O autor de “A máquina de fazer espanhóis” descreveu ainda o empobrecimento dos hábitos culturais e a redução da diferença entre gerações: “Os pais fazem a mesma coisa que fazem os filhos, gostam da mesma coisa que veem os filhos, veem as mesmas séries, os mesmos filmes, jogam aos mesmos jogos. O meu pai antigamente jogava xadrez, que era uma coisa que se conquistava com alguma complexidade. Hoje em dia os pais que eu conheço que jogam alguma coisa, jogam a mesma coisa que jogam às crianças.”

“Corremos o risco de voltar a ideias tremendas como, por exemplo, a escravidão”

E concluiu este ponto com uma advertência sobre o que isso significa para a sociedade: “O que é que isto significa? Significa que as elites haverão de se safar; vai haver sempre uma elite, vai haver sempre um núcleo de humanidade, as baratas, se vocês quiserem, que sobrevivem, e que haverão de carregar uma espécie de dimensão humana, mas a grande vastidão, a grande multidão, eu acho que vai estar disponível para regressarmos a uma convicção de que somos feitos por castas, somos distintos uns dos outros e corremos o risco de voltar a ideias tremendas como, por exemplo, a escravidão.”

Para este pensador, o desafio que se coloca hoje “está numa pedra de toque, que é a ética, que tem a ver com a justiça. Só o desenvolvimento de uma consciência ética nos pode salvar, enquanto humanidade, enquanto coletivo, enquanto multidão. Só a defesa de conceitos de justiça rigorosos, conscientes, poderão fazer com que hoje eu esteja a falar de uma coisa que no futuro vai encontrar um recetor que seja humano.”

Valter Hugo Mãe retomou depois uma reflexão sobre velocidade e nostalgia: “Reparem numa coisa. Nós vivemos em velocidade, porque a tecnologia nos oferece a velocidade. Temos a sensação de que tudo acontece e nós não vamos a tempo de estar incluídos porque não percebemos as coisas novas que nos metem à frente, as aplicações, usar um telemóvel.”

“Estamos cada vez mais conservadores porque temos medo do futuro.

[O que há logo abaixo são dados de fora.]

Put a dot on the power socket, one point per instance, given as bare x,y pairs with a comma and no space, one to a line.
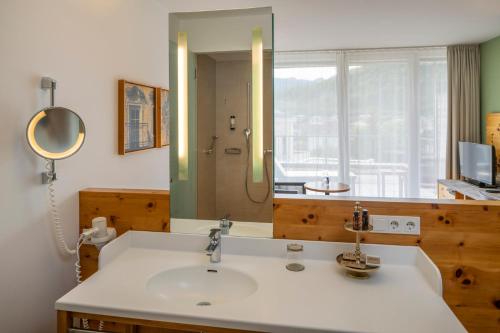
404,225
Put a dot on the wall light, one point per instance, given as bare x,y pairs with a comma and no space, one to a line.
182,105
257,105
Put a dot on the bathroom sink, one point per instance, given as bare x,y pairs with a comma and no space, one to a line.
198,285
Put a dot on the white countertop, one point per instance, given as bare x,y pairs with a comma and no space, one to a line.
403,296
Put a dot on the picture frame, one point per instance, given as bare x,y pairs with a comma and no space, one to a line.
137,114
162,117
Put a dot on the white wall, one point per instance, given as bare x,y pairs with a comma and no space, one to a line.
87,45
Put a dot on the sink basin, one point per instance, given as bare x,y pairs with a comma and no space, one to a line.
197,285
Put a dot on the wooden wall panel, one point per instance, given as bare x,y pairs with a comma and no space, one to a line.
461,237
493,132
125,210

E o futuro parece estar interessado em não nos incluir.”

E acrescentou: “Ao mesmo tempo que temos essa velocidade, que estamos obrigados a essa velocidade, estamos instalados numa profunda nostalgia.”

Para exemplificar a sua tese, recorreu à nostalgia da cultura pop e da música que, de acordo com Valter Hugo Mãe, se assiste: “Se vocês pensarem, por exemplo, que a grande cantora do século XXI é a Adele, vocês podem deslocar as canções da Adele para os anos 60 e fariam todo o sentido; praticamente todas as coisas que nós consumimos hoje, elas podem ser deslocadas décadas.”

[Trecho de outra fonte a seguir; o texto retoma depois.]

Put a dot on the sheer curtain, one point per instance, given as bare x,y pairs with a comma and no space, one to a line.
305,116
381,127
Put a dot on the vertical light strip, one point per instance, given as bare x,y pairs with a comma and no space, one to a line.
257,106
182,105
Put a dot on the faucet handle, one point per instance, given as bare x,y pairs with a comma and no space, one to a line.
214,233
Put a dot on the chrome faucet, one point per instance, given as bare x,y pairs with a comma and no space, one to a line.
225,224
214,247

O escritor, cujo livro de 2011 “O Filho de Mil Homens”, deu origem a um filme da Netflix com o mesmo título estreado em novembro passado, concluiu com um diagnóstico: “Nós estamos cada vez mais conservadores porque temos medo do futuro, porque temos medo, sobretudo, que o futuro não nos inclua. E na verdade, é verdade, o futuro parece estar interessado em não nos incluir. Lamento muito.”